No instante ela matava a galinha,
colocava dentro de uma tigela de água fervendo, tirava as penas, esquartejava a
pobre, dava o sobrecu para lobinho, o vira lata, e metia já em outra panela
para cozinhar.
O fogão de lenha, com algumas toras
de juá verde ainda chorando, era um fogaréu que eu não sei como a casa de palha
não pegava fogo porque as palhas tisnadas ficavam a menos de um metro das
labaredas. Um fenômeno inexplicável.
Lá estavam duas panelas da pia; uma
com galinha de capoeira e outra com feijão verde.
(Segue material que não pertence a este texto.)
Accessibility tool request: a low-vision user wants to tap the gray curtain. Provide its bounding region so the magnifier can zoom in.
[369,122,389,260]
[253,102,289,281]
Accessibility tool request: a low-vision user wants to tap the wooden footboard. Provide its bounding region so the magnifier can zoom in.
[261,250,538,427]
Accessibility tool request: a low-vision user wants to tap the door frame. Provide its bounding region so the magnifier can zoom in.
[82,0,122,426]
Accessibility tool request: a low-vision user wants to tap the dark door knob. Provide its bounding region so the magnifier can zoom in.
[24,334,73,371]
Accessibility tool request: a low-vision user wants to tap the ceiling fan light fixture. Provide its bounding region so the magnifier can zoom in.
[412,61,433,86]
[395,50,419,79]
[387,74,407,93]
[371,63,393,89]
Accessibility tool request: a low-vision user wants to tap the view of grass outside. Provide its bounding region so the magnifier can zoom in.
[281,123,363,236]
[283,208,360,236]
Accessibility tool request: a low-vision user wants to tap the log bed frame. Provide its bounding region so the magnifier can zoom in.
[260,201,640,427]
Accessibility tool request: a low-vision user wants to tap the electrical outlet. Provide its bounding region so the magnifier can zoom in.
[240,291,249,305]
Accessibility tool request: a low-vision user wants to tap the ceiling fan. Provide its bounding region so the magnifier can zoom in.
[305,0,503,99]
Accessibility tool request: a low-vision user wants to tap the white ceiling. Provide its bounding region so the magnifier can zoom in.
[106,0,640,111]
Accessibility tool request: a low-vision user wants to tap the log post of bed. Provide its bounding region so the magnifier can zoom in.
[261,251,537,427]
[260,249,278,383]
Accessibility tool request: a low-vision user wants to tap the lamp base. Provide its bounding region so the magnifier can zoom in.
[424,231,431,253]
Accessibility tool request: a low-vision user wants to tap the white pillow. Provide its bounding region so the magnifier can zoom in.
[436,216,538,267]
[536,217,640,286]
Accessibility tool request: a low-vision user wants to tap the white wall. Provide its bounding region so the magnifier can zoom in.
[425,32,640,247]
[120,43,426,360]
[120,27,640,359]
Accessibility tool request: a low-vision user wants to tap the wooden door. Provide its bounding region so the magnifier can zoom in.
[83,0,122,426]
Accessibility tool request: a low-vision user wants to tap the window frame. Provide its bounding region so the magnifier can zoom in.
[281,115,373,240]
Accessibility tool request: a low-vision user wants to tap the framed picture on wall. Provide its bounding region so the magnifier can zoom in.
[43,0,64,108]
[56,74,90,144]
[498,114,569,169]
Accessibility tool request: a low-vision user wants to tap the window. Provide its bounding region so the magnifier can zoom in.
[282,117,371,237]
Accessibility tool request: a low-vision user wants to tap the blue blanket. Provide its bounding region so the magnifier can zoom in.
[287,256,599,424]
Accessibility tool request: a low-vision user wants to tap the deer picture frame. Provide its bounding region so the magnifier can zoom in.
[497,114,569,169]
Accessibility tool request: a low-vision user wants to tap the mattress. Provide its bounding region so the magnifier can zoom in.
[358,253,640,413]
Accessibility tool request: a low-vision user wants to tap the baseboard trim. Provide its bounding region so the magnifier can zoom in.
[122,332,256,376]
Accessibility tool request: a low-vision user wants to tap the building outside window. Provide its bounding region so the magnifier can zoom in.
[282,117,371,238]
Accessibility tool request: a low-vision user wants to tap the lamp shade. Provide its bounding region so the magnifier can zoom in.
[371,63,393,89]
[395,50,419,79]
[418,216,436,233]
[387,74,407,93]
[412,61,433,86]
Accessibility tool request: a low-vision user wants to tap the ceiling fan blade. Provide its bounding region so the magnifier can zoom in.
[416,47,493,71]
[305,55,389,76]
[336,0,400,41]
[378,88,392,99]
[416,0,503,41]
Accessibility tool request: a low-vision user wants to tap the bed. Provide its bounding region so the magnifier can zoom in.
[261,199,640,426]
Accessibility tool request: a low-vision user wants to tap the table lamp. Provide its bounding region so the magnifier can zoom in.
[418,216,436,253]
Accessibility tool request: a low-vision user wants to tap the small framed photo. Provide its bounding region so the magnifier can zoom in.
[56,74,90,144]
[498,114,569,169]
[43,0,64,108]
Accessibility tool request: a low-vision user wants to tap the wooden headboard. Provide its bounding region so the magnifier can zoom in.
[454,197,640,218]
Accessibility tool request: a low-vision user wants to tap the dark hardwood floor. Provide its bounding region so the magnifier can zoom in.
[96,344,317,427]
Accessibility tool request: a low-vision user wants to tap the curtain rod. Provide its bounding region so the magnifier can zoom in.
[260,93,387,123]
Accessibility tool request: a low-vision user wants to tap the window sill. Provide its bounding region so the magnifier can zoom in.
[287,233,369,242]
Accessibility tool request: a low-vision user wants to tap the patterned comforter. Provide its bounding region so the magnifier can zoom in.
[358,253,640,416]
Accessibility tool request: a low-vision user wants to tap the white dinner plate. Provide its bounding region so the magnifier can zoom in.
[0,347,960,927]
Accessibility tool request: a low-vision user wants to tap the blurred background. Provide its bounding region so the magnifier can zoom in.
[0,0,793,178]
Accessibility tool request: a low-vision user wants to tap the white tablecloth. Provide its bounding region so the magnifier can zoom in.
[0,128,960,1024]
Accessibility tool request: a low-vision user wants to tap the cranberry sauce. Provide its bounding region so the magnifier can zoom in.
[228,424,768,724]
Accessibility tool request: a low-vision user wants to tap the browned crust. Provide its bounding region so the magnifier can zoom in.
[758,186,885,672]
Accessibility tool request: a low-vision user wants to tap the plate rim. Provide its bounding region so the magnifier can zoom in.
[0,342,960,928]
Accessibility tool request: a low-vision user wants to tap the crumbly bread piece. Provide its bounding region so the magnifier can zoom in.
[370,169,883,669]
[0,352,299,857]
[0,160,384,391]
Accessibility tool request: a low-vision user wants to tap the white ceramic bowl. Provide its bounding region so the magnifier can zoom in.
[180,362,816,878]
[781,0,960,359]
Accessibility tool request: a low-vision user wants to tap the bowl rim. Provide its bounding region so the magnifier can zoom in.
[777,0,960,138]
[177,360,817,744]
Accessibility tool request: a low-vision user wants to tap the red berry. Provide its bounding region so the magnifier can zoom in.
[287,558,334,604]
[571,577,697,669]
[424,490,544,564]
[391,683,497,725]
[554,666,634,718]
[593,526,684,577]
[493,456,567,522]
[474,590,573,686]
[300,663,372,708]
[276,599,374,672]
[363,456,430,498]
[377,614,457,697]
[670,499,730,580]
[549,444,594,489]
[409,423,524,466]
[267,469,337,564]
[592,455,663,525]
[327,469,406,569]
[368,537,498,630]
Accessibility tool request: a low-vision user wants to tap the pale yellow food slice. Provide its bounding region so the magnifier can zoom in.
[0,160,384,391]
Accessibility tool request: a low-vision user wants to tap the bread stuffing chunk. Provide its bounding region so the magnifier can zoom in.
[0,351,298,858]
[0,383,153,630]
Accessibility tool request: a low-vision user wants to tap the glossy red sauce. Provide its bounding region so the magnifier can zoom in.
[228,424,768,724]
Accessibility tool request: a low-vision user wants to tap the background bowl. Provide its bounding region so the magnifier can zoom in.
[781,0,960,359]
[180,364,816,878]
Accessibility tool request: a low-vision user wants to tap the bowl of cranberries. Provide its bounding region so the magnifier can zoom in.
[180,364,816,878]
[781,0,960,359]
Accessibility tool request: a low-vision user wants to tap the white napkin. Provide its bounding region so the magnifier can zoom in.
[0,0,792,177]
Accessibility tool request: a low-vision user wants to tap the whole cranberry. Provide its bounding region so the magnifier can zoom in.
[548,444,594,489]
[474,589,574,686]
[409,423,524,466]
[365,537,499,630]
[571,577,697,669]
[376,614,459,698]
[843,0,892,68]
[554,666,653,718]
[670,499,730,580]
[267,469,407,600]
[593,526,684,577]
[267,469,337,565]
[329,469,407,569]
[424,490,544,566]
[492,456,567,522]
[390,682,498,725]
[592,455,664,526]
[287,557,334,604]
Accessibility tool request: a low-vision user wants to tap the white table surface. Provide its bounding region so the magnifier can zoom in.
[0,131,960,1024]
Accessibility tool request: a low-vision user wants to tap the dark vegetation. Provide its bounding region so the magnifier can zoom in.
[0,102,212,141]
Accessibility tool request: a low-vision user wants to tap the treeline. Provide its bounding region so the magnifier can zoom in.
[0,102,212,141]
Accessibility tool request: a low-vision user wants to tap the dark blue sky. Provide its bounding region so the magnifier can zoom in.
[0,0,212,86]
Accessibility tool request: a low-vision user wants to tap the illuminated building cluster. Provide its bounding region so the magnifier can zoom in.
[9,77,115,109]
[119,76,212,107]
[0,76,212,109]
Lá do terreiro se ouvia o chiado da lenha e o
borbulhar da fervura das panelas propagando mundo á fora aquele cheiro de
coentro com feijão verde.
- Cuidado para o fogo não
apagar! Empurre o tição pra dentro com
cuidado pra não se queimar! Eram os
cuidados de minha avó para tudo correr bem enquanto ela varria o terreiro com aquela vassoura de
reloge que exalava um cheiro agradável de roça, de mato, de sitio.
- Vamos almoçar que a barriga está
roncando! Já era mais ou menos meio dia
e todo mundo era chamado para a mesa.
Os pratos de barro, um quengo de côco, as colheres, uma cumbuca de
farinha, um prato com molho de pimenta malagueta com cebolinha verde, coentro e
hortelã... Tinha ainda um bule cheio de
ponche de cajá e um baciinha de rapadura para a sobre mesa.
- Trás a galinha e o feijão pra
mesa! Um! Que cheiro, que fome. – Eu quero as tripas, o figo e a moela da
galinha! Pedia eu... – Coma com a boca não com os olhos, viu! Retrucava minha avó.
- Quem quer a asa? Quem quer a coxa? Cuidado que o molho está pegando fogo! Encha a boca de farinha que para de
arder! - O caldo é que está gostoso! –
Bota o café no fogo! – Quem tomar ponche não pode tomar café! - Liga o rádio que é hora do “forró de Zé
lagoa”.
A minha avó gostava ainda de fazer
uns bolos de feijão que ela ia machucando com as mãos. Molhava na graxa da galinha e dava pra
gente. - Aproveita que tem pouca
graxa! Era uma delicia!
Aquilo não era um almoço, era uma
celebração de prazer e cultura. Família
unida, humildade reinante e uma satisfação sem igual. Assim eram geralmente os almoços no período
de inverno em nossa casa em um sitio na zona rural. Bons tempos aqueles em que, como diz o ditado
popular, “éramos felizes e não sabíamos!”.